The Weighted Borda Fuse algorithm (WBF) performs an aggregation considering the weighted mean rank of a node in all primary rankings. This means that, if a node is ranked high in many primary rankings, it will also be ranked high in the aggregated ranking. This algorithm does not consider the actual scores of the nodes that underlie the primary rankings. It can thus be used to aggregate rankings that are based on scores that are not normalized to be on the same scale. Formally, given weights $$w(\phi), \forall \phi\in\Phi$$, WBF calculates for each $$v \in V_c$$ a new score $$sc(v)=\sum_{\phi\in\Phi}|V_c|+1-w(\phi)\phi(v)$$ and then ranks the nodes in decreasing order of $$sc$$. The lower $$sc$$, the higher the rank.

The Weighted AddScore Fuse algorithm (WASF) ranks nodes in the aggregation according to the weighted sum of their scores in the primary rankings. If the scores underlying the primary rankings are on comparable scales, this allows for a more accurate aggregation than the Weighted Borda Fuse algorithm. Formally, given weights $$w(\phi),\forall\phi\in\Phi$$, WASF calculates for each $$v \in V_c$$ a new score $$sc(v)=\sum_{\phi\in\Phi}w(\phi)\hat{\phi}(v)$$, where $$\hat{\phi}(v)$$ is the score of $$v$$ in $$\phi$$, and then ranks the nodes in increasing order of $$sc$$.

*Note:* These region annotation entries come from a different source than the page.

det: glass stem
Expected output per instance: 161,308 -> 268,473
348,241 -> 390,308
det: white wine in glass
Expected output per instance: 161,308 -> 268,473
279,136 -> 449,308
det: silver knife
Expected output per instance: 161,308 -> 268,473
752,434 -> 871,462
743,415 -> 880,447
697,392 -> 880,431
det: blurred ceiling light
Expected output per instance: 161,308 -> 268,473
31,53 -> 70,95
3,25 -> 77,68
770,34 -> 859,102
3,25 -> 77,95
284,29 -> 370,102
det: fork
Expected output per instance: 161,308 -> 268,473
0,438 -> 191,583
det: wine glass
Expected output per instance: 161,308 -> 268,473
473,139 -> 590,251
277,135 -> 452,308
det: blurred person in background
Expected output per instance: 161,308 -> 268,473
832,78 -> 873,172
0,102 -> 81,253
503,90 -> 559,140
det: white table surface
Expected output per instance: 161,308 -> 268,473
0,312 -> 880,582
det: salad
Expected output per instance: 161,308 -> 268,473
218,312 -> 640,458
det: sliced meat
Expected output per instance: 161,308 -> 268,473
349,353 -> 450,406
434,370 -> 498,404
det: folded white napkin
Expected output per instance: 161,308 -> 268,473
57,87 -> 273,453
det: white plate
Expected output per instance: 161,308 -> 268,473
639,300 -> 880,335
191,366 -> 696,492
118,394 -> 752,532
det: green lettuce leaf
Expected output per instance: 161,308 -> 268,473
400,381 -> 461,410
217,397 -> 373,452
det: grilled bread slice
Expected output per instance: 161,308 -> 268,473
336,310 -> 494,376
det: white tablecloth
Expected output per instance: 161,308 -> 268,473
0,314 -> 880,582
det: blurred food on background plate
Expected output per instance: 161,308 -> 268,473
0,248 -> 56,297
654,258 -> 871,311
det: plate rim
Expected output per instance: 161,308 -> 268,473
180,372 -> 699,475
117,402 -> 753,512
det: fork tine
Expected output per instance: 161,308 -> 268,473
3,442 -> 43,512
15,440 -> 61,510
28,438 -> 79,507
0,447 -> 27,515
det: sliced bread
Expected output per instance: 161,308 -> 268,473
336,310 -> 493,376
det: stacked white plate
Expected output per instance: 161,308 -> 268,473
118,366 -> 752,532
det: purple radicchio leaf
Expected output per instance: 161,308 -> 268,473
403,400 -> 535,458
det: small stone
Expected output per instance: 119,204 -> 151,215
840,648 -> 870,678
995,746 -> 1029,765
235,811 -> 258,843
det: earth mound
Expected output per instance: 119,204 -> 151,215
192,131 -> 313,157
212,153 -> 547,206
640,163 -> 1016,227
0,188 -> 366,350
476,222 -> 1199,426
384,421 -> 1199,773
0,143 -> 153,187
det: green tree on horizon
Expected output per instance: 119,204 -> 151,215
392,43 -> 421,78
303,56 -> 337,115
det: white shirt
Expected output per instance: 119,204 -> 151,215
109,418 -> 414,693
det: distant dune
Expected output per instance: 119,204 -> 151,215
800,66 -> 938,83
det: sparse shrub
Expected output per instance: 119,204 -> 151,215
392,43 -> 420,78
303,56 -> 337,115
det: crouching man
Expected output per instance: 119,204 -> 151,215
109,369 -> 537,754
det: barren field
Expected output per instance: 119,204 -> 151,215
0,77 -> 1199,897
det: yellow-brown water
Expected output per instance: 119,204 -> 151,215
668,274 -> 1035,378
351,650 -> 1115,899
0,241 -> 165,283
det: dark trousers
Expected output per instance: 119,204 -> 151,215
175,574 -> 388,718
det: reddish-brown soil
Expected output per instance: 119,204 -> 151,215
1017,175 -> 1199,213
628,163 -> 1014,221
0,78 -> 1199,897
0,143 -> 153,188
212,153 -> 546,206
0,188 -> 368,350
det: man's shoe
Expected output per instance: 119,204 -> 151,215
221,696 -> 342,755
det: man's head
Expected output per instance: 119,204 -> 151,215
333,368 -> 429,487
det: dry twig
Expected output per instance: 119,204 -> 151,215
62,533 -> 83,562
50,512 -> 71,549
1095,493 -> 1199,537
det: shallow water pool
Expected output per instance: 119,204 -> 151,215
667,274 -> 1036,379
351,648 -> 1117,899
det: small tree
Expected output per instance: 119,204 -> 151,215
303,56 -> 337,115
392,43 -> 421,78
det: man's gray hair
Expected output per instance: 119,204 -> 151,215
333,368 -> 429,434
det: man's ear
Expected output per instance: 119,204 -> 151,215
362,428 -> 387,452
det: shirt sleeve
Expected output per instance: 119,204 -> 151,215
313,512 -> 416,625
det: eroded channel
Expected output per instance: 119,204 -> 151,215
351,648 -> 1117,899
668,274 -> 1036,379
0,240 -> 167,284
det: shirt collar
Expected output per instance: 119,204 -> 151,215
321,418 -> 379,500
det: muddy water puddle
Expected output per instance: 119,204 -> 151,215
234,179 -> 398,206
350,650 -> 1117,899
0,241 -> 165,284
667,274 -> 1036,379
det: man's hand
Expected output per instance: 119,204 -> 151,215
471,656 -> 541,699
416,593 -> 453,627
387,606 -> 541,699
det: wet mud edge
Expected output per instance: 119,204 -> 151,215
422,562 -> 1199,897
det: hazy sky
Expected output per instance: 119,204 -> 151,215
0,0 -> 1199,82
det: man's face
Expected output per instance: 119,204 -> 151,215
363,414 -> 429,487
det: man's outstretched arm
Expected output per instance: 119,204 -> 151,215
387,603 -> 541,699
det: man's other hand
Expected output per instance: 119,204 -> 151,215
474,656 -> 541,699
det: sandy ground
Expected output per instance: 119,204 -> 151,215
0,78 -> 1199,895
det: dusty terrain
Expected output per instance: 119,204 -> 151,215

The MaxRank Fuse algorithm (MRF) assigns each node the highest rank it has achieved in any primary ranking. This means that, if $$v$$ achieved a high rank in any primary ranking, it will also be on a high rank in the aggregated ranking. MRF is an useful algorithm if one is interested in nodes that are very important with regard to some centrality measure but do not have to attain high values with regard to all measures.